Yet another reason pregnant women should avoid this medication, experts say
WEDNESDAY, Dec. 3 (HealthDay News) -- Women taking the epilepsy drug valproate while pregnant are at increased risk of delivering a child who develops autism.
The British findings, appearing in the Dec. 2 issue of Neurology, add to previous research showing that valproate and other anti-epilepsy drugs can contribute to birth defects (particularly neural tube defects).
"There's a fair amount of early data that indicates, for instance, that valproate may cause neural tube closure problems. That's an indication that valproate affects brain development," said Dr. Michel Berg, medical director of the Strong Epilepsy Center at the University of Rochester Medical Center. "That's an indication that valproate affects brain development.

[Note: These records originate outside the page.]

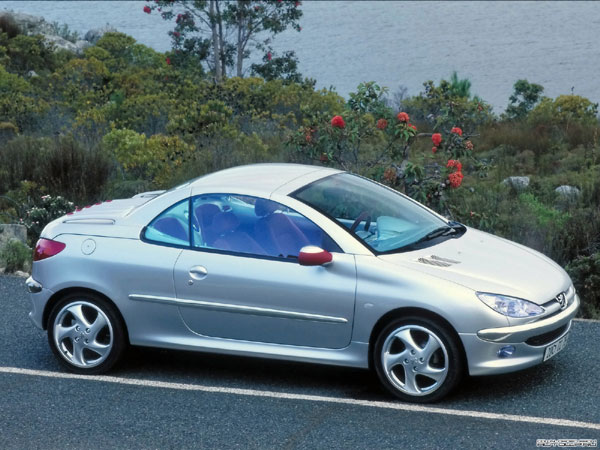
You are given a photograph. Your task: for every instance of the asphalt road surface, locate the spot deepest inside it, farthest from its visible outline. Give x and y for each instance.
(164, 399)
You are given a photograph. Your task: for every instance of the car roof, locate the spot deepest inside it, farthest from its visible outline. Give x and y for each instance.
(265, 178)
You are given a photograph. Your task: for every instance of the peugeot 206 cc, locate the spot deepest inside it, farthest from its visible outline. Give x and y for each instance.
(301, 263)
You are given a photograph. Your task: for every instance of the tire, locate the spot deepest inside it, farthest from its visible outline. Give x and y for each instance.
(418, 360)
(86, 333)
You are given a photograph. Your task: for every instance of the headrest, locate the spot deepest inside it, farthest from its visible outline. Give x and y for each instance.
(207, 212)
(224, 222)
(264, 207)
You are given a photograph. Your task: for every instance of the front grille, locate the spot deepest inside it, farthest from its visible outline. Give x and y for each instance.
(548, 337)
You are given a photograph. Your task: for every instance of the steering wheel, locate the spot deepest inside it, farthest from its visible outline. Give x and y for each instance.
(362, 216)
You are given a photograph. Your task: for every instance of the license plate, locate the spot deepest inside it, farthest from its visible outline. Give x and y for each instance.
(553, 349)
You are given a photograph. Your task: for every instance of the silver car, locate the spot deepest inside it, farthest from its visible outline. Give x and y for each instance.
(301, 263)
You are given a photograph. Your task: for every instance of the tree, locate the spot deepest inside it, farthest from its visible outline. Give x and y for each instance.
(222, 34)
(523, 99)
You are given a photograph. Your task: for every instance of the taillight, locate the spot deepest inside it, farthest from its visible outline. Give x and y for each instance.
(45, 248)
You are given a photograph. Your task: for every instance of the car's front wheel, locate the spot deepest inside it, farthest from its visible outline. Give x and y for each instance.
(417, 360)
(86, 333)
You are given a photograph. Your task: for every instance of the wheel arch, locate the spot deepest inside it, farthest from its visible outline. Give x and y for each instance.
(399, 313)
(58, 296)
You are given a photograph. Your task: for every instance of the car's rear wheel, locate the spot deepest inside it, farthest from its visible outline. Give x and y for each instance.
(417, 360)
(86, 333)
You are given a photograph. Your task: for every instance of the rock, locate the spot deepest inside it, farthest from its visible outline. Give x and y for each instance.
(81, 45)
(61, 43)
(95, 34)
(29, 24)
(567, 191)
(518, 183)
(8, 232)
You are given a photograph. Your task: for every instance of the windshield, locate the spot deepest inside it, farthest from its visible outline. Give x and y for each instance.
(380, 217)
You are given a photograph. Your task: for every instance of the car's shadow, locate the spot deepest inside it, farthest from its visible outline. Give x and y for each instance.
(315, 379)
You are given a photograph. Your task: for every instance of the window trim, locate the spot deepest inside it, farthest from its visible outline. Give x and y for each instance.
(143, 237)
(295, 193)
(190, 246)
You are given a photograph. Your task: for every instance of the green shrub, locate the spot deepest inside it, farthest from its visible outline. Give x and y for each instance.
(60, 164)
(15, 256)
(564, 111)
(585, 273)
(42, 211)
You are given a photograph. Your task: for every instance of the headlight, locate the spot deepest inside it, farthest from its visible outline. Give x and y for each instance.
(510, 306)
(570, 292)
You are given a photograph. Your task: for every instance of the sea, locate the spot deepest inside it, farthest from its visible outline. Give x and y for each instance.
(401, 44)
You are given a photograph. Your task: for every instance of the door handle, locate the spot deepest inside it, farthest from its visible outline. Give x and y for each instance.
(198, 272)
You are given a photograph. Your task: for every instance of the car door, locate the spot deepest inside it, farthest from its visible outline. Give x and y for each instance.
(241, 279)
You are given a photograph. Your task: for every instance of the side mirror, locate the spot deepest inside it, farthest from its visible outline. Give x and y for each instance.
(311, 255)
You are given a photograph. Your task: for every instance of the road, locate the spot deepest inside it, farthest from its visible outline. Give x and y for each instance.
(163, 399)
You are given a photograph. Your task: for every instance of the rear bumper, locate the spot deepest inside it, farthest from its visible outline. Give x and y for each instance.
(39, 297)
(482, 348)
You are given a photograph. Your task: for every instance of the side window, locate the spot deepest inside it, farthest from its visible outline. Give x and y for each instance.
(253, 225)
(172, 226)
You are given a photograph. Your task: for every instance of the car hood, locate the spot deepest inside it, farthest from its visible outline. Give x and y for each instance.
(487, 263)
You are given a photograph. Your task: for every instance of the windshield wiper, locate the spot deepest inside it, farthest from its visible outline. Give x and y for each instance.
(454, 229)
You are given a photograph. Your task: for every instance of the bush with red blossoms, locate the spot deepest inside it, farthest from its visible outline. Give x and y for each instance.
(338, 122)
(455, 179)
(454, 163)
(403, 117)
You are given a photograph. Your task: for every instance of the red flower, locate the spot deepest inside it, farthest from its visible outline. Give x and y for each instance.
(338, 122)
(454, 163)
(382, 124)
(455, 179)
(403, 117)
(390, 174)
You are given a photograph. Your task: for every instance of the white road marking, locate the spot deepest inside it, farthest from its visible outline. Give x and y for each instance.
(313, 398)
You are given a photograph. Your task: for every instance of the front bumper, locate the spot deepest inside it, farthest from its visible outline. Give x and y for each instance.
(482, 347)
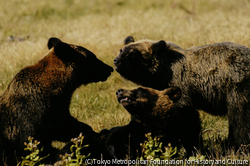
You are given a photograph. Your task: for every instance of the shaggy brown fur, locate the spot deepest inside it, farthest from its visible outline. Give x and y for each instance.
(214, 78)
(158, 112)
(36, 103)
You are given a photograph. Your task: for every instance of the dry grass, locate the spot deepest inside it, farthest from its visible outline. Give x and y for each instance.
(101, 27)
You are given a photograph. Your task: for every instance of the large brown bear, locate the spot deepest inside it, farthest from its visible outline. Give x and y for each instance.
(36, 103)
(159, 113)
(214, 78)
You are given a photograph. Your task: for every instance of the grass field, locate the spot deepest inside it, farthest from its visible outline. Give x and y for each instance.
(101, 27)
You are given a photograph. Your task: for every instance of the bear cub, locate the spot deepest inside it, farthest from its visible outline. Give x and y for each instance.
(213, 78)
(156, 112)
(36, 102)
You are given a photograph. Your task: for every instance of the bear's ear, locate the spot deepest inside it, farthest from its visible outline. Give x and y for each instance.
(128, 40)
(174, 93)
(53, 42)
(64, 52)
(160, 45)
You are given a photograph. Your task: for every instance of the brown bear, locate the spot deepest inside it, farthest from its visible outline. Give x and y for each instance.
(159, 113)
(214, 78)
(36, 103)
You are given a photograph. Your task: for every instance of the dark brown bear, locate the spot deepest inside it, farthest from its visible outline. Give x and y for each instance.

It's not surprising that it might affect other aspects of brain development."
Physicians are already cautious about prescribing valproate and other drugs to pregnant women or women planning to become pregnant, however.
"I don't think this will change practice dramatically," said Dr. Jeffrey P. Brosco, an associate professor of clinical pediatrics at the University of Miami Miller School of Medicine and director of clinical services at the Mailman Center for Child Development in Miami. "This reaffirms that there is a lot of reason to try to avoid this drug if there is another available."
Reassuringly, added Berg, the study did not seem to find a substantial increase in the development of autism spectrum disorders among the children of women who had taken another anti-seizure drug, lamotrigine (brand name Lamictal), while pregnant.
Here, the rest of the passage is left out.